After Bitcoin Rallies 18%, Industry Insiders Weigh in on a Bull Run and Crypto’s Next Turn
Cryptocurrency investors can take a cautious sigh of relief after the crypto market valuation gained nearly $33 billion dollars in just three days, with Bitcoin rising 18% against the US dollar and topping $4,000. According to cryptocurrency trader and economist Alex Krüger, the run-up is a brief respite from the plunging price of Bitcoin and not the beginning of a new bull run – yet.
In a series of tweets, Krüger maps out why he believes the bounce is not what it appears to be.
“Crypto simply stopped falling. Nothing else has changed. No reason to expect a rabid bull run yet. May easily print new lows in the following weeks. A wide range is IMO the most likely scenario to ensue. Nothing to FOMO into.”
He expects a wide range from $5,500 – $2,500, and continued volatility in the coming weeks.
“Crypto bullish talk is increasing. Some are deriding bears looking for lower prices. Most of these bulls lost a fortune, are deeply underwater, and are actually best ignored. Crypto simply stopped falling. Nothing else has changed. No reason to expect a rabid bull run yet. May easily print new lows in the following weeks. A wide range is IMO the most likely scenario to ensue. Nothing to FOMO into.”
Cameron Chell, chairman of ICOx Innovations, adds that the bull run speculation has finally died down and has given way to a more dedicated focus on real-world applications.

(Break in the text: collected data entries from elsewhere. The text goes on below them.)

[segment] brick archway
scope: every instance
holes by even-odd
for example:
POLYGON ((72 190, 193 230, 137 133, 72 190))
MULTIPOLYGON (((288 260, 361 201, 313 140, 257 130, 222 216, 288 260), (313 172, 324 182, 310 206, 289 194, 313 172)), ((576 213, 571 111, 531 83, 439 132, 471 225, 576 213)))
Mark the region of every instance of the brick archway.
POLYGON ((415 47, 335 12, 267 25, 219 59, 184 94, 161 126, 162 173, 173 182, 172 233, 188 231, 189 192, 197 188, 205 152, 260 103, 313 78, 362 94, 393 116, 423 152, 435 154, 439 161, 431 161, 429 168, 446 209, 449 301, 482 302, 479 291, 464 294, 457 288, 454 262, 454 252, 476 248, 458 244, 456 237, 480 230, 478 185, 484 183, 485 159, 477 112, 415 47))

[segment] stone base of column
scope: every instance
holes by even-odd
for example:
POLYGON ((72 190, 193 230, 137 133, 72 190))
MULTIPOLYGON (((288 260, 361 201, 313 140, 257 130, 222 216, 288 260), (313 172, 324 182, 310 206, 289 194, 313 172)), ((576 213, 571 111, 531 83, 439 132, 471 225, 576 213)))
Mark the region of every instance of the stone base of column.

“The crypto speculation bubble that popped in 2018 was a blessing in disguise. It caused the craze to fade into the background, which will pave the way for real-world blockchain applications to come to the fore in 2019. Next year, blockchain technology will be leveraged to tackle some of the biggest pain points across industries. I predict a lot of movement in IP rights, corporate currencies, land titles, and virtual reality registration and economies.”
Just prior to the recent BTC bounce, analysts and global market strategist Nikolaos Panigirtzoglou from JPMorgan Chase issued a note to clients on December 14 suggesting their take on institutional enthusiasm for Bitcoin investment. As reported by Bloomberg, the analysts write, “Participation by financial institutions in bitcoin trading appears to be fading. Key flow metrics [in futures markets and in average volumes] have downshifted dramatically.”

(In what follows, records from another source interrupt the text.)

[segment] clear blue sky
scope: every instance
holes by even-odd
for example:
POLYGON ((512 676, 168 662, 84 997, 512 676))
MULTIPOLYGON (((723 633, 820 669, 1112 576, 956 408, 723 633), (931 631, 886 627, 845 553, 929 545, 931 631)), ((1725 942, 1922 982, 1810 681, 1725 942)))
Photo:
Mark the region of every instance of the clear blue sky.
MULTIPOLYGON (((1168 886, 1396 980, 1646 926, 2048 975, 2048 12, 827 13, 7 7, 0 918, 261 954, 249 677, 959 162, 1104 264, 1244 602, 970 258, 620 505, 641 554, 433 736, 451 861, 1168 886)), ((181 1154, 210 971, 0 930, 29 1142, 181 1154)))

With more muted expectations around Bitcoin’s price action, insiders believe that developers will drive the tech forward, instead of speculators.
Says Josh Fraser, co-founder of Origin Protocol,
“In 2019, we will start to see real results from the serious building that got started in 2018. You will see the term ‘the decentralized web’ or ‘Web3’ much more as projects innovate off-chain, while still preserving decentralization.

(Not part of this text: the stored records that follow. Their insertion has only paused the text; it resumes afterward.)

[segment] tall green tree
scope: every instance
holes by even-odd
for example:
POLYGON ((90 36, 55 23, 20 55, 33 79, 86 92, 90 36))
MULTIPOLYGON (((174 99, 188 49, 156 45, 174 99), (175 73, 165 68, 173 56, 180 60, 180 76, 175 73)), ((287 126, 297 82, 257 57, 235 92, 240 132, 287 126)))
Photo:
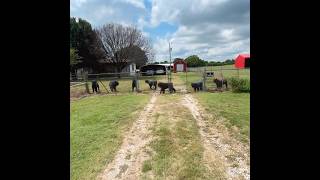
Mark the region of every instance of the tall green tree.
POLYGON ((185 59, 188 64, 188 67, 200 67, 205 66, 206 63, 204 60, 200 59, 197 55, 191 55, 185 59))
POLYGON ((70 18, 70 47, 80 49, 88 45, 92 33, 91 24, 81 18, 70 18))
POLYGON ((81 18, 70 18, 70 48, 77 49, 78 55, 82 57, 82 62, 77 65, 79 67, 95 68, 99 66, 98 60, 105 56, 91 24, 81 18))
POLYGON ((70 48, 70 66, 74 66, 79 63, 79 56, 74 48, 70 48))

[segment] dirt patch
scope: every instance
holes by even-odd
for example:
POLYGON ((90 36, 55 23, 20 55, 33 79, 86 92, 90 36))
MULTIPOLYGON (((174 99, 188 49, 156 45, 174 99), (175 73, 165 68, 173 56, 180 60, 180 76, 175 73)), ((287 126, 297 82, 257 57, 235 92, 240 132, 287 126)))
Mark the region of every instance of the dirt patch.
POLYGON ((106 92, 100 92, 100 93, 82 93, 82 94, 79 94, 78 96, 74 96, 74 95, 71 95, 70 94, 70 101, 76 101, 76 100, 80 100, 80 99, 83 99, 83 98, 86 98, 86 97, 91 97, 91 96, 121 96, 121 95, 128 95, 128 94, 132 94, 132 95, 136 95, 136 96, 143 96, 143 95, 146 95, 146 94, 150 94, 150 92, 148 93, 136 93, 136 92, 133 92, 133 93, 106 93, 106 92))
POLYGON ((215 120, 212 126, 208 119, 217 117, 207 114, 190 94, 184 96, 182 104, 191 111, 199 126, 206 166, 221 168, 227 179, 250 179, 249 147, 232 138, 219 123, 221 119, 215 120))
POLYGON ((152 140, 149 121, 153 115, 157 94, 153 94, 150 102, 141 112, 137 121, 134 122, 131 130, 126 133, 120 150, 114 160, 107 165, 107 168, 98 179, 138 179, 141 175, 142 164, 149 158, 146 146, 152 140))
POLYGON ((78 99, 78 98, 81 98, 86 95, 87 95, 87 93, 85 91, 71 91, 70 90, 70 98, 71 99, 78 99))
POLYGON ((229 89, 218 89, 218 88, 207 89, 207 92, 211 92, 211 93, 220 93, 220 92, 225 92, 225 91, 229 91, 229 89))

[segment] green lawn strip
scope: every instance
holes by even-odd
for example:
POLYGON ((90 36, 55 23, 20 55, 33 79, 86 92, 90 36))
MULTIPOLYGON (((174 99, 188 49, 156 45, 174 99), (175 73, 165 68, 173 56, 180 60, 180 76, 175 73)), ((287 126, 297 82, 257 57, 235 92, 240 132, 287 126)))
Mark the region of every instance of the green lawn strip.
POLYGON ((250 133, 250 93, 196 93, 195 97, 206 108, 226 119, 229 128, 240 130, 240 140, 248 142, 250 133))
MULTIPOLYGON (((166 104, 181 99, 181 96, 169 96, 159 97, 158 103, 166 104)), ((144 162, 144 172, 151 170, 155 179, 214 178, 215 175, 210 174, 203 164, 204 149, 198 127, 188 109, 168 105, 156 113, 154 118, 155 140, 150 144, 154 156, 144 162), (173 117, 169 117, 172 113, 173 117)))
POLYGON ((149 98, 92 96, 71 102, 71 179, 95 179, 149 98))

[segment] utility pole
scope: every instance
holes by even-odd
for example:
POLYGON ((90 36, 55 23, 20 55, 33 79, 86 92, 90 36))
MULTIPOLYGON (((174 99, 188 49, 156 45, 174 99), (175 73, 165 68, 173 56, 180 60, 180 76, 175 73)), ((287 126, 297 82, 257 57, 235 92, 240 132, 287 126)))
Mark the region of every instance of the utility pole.
POLYGON ((171 83, 171 51, 172 51, 172 48, 170 46, 170 41, 169 41, 169 56, 170 56, 169 67, 170 67, 170 71, 169 71, 169 74, 168 74, 168 83, 171 83))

Developers will also start to focus heavily on user experience, as opposed to just launching – 2018 saw the release of many DApps, but low user numbers. We expect to see a renewed focus on adoption in 2019.”
Tamir Koch, president of eMusic, says,
“Despite the market downturn, 2018 was the year where mainstream adoption of crypto began to gain steam. I believe 2019 will be a major step forward, with a huge player coming out and embracing crypto, such as a payment company accepting crypto, pushing adoption by the public into the mainstream.”
That prediction gained more steam today with ongoing reports about Facebook and a new crypto product that appears to be in the works.
Meanwhile, Jake Yocom-Piatt, co-founder of Decred, says 2018 served to filter out the pretenders in the crypto world.
“In 2018, we saw the ICO model die, Ethereum flame out, DApps and tokens go to zero, and ERC20 projects generate insanely creative business models just to avoid regulation in a brazen grab for cash. Observing these failures reinforced our belief that the blockchain-driven future isn’t a quick fix. It will take decades, patience, and longevity to build and gain mass adoption.”